The Lord Chief Justice was presiding over a specially constituted court of five judges in the King's Bench Divisional Court to consider two appeals by a Cheshire police superintendent, who had charged Thornton Oxley and Walter Edward Cobley with driving lorries on a Liverpool Manchester main road at a speed dangerous to the public. The magistrates found that although the vehicles were being driven at speeds exceeding 40 m.p.h., according to a police test over a stretch of the road, there was no danger to the public, and that there was nothing to distinguish the cases from the ordinary case of exceeding the speed limit.

According to the cases stated by the magistrates. Oxley, driving a 6-ton lorry, with an 8-ton load, covered a mile at a speed of 40-44 m.p.h. Cobley had driven a 4-ton articulated lorry, with a load of unspecified weight, for two miles at a speed of 40-48 m.p.h. The road carried a heavy volume of traffic and had a converging highway, two bends, five farmhouses and a narrow bridge.
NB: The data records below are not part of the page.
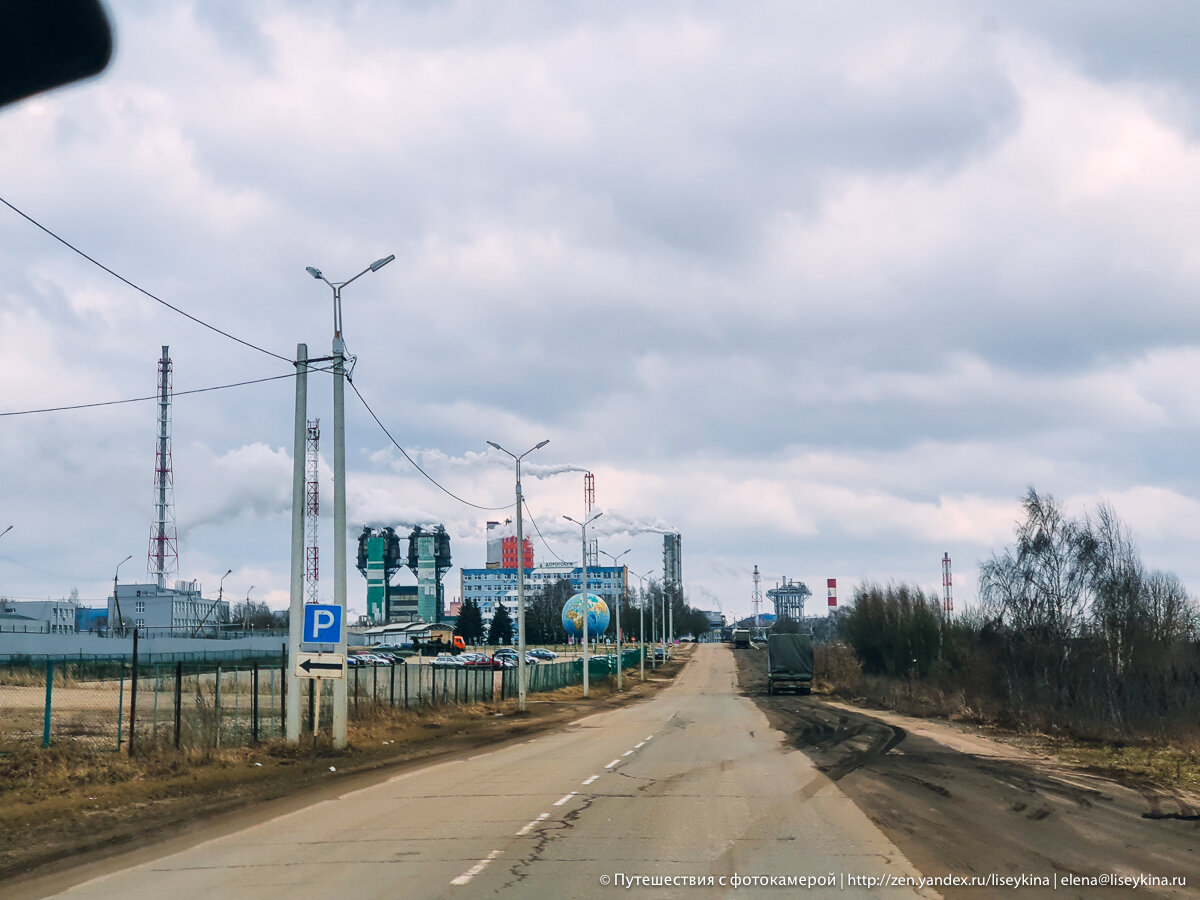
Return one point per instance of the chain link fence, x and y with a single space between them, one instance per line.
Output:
149 703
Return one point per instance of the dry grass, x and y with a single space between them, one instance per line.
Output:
63 801
1171 761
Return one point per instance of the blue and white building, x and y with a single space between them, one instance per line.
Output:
489 587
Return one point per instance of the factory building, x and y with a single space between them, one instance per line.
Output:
180 611
502 546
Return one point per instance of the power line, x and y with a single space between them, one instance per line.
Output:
95 262
539 532
153 396
427 475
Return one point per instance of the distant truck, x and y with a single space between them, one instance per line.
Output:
790 664
438 647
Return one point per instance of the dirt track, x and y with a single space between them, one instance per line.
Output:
959 803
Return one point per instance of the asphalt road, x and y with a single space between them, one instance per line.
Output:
693 784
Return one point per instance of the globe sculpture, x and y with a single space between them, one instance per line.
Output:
598 617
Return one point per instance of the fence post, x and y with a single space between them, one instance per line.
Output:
216 709
49 691
283 687
133 694
179 699
253 702
120 705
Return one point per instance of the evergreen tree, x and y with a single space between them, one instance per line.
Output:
501 630
471 622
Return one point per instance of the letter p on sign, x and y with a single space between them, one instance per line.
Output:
322 623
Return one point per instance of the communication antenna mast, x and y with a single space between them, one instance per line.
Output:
947 586
589 498
756 599
163 555
312 510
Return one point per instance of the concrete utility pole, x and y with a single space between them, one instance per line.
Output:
341 737
641 621
295 604
583 580
617 605
117 600
522 672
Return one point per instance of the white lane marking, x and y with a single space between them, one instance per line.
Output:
465 879
526 831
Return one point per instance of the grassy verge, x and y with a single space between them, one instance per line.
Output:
61 807
1169 760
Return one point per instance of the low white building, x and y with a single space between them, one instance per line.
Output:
52 617
180 610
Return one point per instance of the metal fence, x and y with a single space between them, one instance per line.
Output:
114 703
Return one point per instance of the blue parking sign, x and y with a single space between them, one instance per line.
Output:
322 623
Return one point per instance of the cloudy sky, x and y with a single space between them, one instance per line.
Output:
825 287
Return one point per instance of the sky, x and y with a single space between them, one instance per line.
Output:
822 287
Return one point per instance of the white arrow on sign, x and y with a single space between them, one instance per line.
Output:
321 665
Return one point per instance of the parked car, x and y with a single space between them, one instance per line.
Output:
373 659
477 660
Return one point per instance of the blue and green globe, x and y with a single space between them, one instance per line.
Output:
598 617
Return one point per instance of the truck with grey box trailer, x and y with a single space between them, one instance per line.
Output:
790 664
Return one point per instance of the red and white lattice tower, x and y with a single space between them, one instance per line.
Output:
756 599
312 510
947 586
589 498
162 558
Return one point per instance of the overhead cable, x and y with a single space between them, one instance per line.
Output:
539 532
154 396
427 475
95 262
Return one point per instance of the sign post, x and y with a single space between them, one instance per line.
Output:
323 633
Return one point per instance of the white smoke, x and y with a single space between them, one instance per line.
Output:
535 471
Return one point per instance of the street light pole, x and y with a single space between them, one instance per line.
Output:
340 691
641 619
583 573
120 622
617 593
522 672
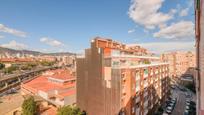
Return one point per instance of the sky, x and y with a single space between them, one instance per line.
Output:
69 25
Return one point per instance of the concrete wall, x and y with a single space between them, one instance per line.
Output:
201 50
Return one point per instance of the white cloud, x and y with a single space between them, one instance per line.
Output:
160 47
131 31
180 30
147 14
15 32
14 45
51 42
184 12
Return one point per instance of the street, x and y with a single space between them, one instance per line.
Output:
181 100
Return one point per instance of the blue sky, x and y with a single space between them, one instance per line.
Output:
69 25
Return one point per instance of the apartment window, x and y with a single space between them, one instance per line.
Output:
137 75
115 63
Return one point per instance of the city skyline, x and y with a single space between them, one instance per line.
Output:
51 26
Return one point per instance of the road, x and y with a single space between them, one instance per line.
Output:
181 100
180 104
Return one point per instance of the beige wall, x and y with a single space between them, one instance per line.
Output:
201 59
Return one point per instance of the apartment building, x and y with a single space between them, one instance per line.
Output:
114 78
199 26
55 86
180 62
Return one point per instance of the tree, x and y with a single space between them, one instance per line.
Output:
2 66
47 63
29 106
69 110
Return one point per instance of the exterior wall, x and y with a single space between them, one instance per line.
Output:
105 88
179 62
201 58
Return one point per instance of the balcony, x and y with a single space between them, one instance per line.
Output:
146 111
145 94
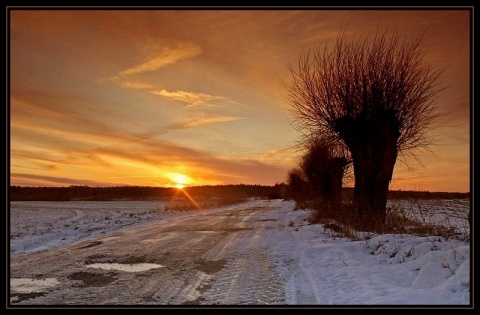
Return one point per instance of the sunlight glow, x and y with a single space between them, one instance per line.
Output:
180 180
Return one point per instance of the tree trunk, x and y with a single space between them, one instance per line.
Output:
372 142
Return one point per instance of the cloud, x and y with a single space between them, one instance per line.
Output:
136 85
41 180
166 57
192 98
190 123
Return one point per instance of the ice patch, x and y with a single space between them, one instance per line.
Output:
125 267
26 285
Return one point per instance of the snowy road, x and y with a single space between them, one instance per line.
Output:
220 256
260 252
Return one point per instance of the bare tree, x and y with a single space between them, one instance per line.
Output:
377 96
324 164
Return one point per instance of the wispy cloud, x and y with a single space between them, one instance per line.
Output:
192 98
190 123
167 56
136 85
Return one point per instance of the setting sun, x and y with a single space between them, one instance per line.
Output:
180 180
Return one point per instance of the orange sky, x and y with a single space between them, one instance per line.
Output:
193 97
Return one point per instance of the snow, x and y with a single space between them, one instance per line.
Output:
374 269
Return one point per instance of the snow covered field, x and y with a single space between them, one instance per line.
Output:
326 269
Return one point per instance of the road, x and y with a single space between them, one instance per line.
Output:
208 257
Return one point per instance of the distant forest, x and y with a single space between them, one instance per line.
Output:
277 191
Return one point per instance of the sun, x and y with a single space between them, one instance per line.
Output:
180 180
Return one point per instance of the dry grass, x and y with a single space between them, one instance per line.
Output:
446 218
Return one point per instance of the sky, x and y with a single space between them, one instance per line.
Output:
319 266
194 97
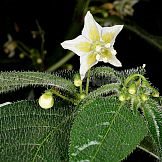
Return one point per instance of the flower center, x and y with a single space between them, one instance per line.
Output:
102 50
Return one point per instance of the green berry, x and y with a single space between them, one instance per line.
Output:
122 97
46 101
144 97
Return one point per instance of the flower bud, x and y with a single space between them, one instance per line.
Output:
144 97
155 93
132 89
77 80
122 97
46 100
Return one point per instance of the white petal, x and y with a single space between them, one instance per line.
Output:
91 30
109 34
114 61
80 45
86 62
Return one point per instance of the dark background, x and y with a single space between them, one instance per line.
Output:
55 17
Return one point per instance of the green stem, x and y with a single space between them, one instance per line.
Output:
42 39
133 76
88 79
61 96
61 62
81 90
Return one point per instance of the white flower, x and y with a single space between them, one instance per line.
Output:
94 45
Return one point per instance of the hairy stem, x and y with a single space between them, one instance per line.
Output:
88 79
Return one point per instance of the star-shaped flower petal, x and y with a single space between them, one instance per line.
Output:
94 44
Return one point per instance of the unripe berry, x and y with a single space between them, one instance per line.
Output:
46 101
144 97
122 97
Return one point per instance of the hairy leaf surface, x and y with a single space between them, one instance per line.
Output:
29 133
105 130
153 115
10 81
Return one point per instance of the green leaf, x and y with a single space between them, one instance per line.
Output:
29 133
148 146
10 81
153 115
105 130
107 89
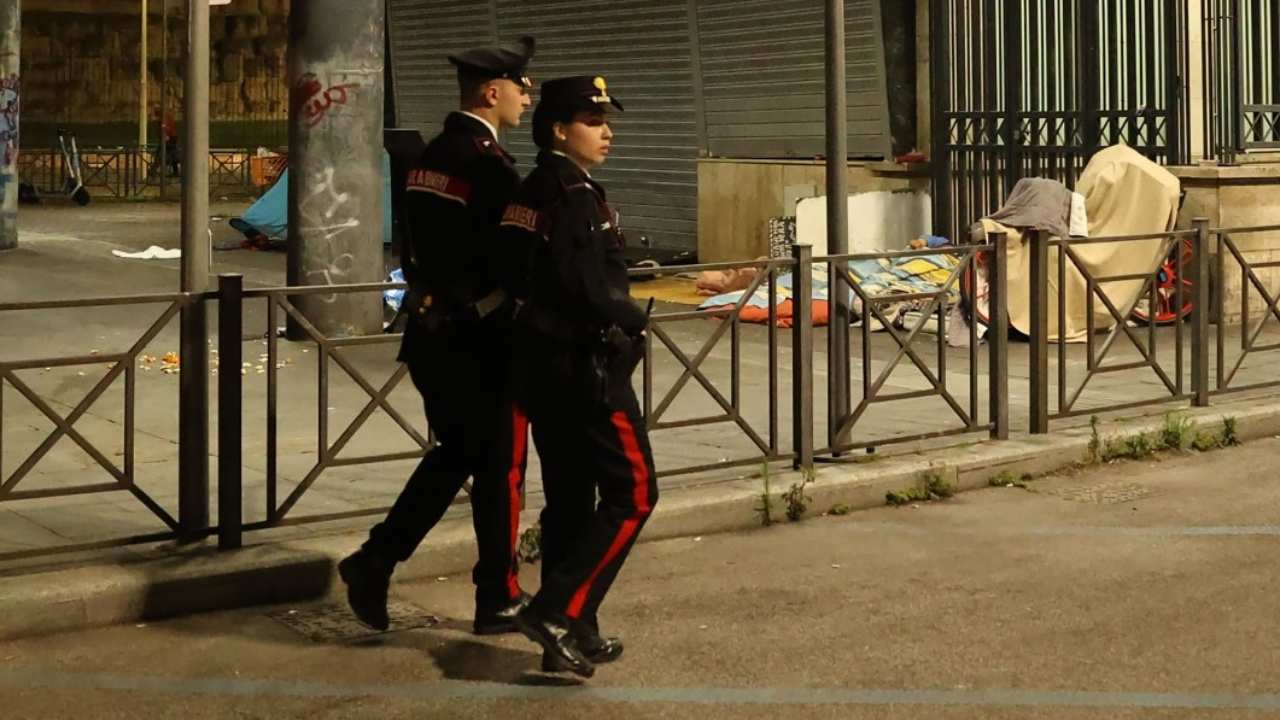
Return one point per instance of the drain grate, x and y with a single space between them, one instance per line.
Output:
1104 493
333 623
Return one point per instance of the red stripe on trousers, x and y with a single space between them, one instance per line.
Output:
515 477
640 495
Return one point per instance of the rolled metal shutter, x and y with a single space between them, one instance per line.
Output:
764 78
643 48
424 32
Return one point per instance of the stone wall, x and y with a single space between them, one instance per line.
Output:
80 63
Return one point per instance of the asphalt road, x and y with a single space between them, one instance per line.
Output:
1143 589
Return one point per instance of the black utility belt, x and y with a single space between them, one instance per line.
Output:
425 306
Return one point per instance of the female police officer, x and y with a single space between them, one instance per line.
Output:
584 337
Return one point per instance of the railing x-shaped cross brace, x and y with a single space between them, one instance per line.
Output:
905 345
378 399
"The magistrates say," said Lord Goddard, "it having been proved that the vehicles were being driven at an exceptionally high speed, that the vehicles were being driven in excess* of the legal speed limit, but in view of the type of road and the circumstances. they were not being driven at a speed dangerous to the public."

Oxley had overtaken another vehicle on a right-hand bend without giving a signal. Cobley slowed down to 30 m.p.h. when negotiating a bend.

The cases were referred back to the magistrates with a direction to convict.